Driving home from the conference, I felt excited about the potentials of these new-to-me tools, but also frustrated and deflated.  Most of the tools and activities required computer access or laboratories or city and industry access.  My school (the largest middle school in Duplin County) has only two computer labs which are shared by the entire 6th, 7th and 8th grades.  The computers are slow and re-start frequently, often times making for a frustrating instructional experience with much wasted time.  That being said, a lot of my best lessons are done in those labs – interactive virtual scientific labs and rigorous web quests.
I have been feeling pretty disturbed, unsettled, and discouraged by the inequities in our education system.  The world of STEM holds so many incredible future career opportunities for this next generation.  However, only certain populations of our youth have access to these opportunities or even access to knowing that the opportunities exist.  Only some have access to the knowledge and preparation, and to people who will expose them, guide them and teach them.  The playing field is so uneven.
As upset as I am mulling all of this over, I feel motivated to take action and fight for educational equity and for my talented, intelligent, and hard-working students.  The fires of why I teach what I teach and why I teach where I teach have been re-ignited.
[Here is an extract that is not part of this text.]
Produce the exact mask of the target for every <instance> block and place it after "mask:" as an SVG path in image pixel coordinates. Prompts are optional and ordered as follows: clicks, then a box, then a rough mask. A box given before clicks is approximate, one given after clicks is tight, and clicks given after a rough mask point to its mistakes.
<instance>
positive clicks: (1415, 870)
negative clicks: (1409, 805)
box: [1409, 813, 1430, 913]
I want my kids to be exposed to the life possibilities and opportunities outside their communities and for them to bring back their knowledge and experiences to their communities.  Ultimately, I want for my students to be invested in and involved in of their own community growth and transformation so that their community can be a sustainable place full of opportunities.  My mind is currently buzzing with ideas of ways I can create pathways of opportunity in my classroom, school, and community.  I am looking into grants, and for STEM organizations I can perhaps connect with and bring to Duplin County.  And, I believe the Kenan Fellows program is an excellent first initiative to this growth I want to happen.  The Kenan Fellows program will help connect my school to the most exciting and flourishing agricultural industry in the county, and I will be connected to an incredible support system of STEM educators throughout North Carolina.